South Korean auto brands now firing on all cylinders worldwide

Amrita Nair-Ghaswalla | Updated on: Feb 07, 2019

A file photo of the Hyundai plant on the outskirts of Chennai | Photo Credit: R_Ragu

Ancillary brands making huge global strides while bilateral trade with India is poised to grow

A South Korean car parts company developing autonomous driving technology has set a new record in overseas sales.

And if you are still clueless about its identity, it is Hyundai Mobis, which logged $1.7 billion worth of orders for high-tech automotive parts from non-Korean customers last year.

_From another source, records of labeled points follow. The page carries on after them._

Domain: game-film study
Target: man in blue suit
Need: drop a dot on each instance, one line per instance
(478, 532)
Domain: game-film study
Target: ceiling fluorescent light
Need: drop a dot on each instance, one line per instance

These parts include sensors, display and lamps used for autonomous and electric cars.

The Hyundai affiliate has rapidly expanded its global presence thanks to growing demand from overseas electric vehicle companies. Orders totalled $500 million in 2015, doubled to $1.2 billion in 2017, and soared 40 per cent in 2018.

With sensor development emerging as a battleground for electronic parts manufacturers, Samsung Electronics has chosen image sensors as its next-generation business product after memory semiconductors. This is being done to target the autonomous vehicle market. Samsung had earlier signed a contract with Tesla to supply image sensors. Likewise, LG Electronics, which created an autonomous navigation task force in end-2018, is increasing its investment in vehicle sensors.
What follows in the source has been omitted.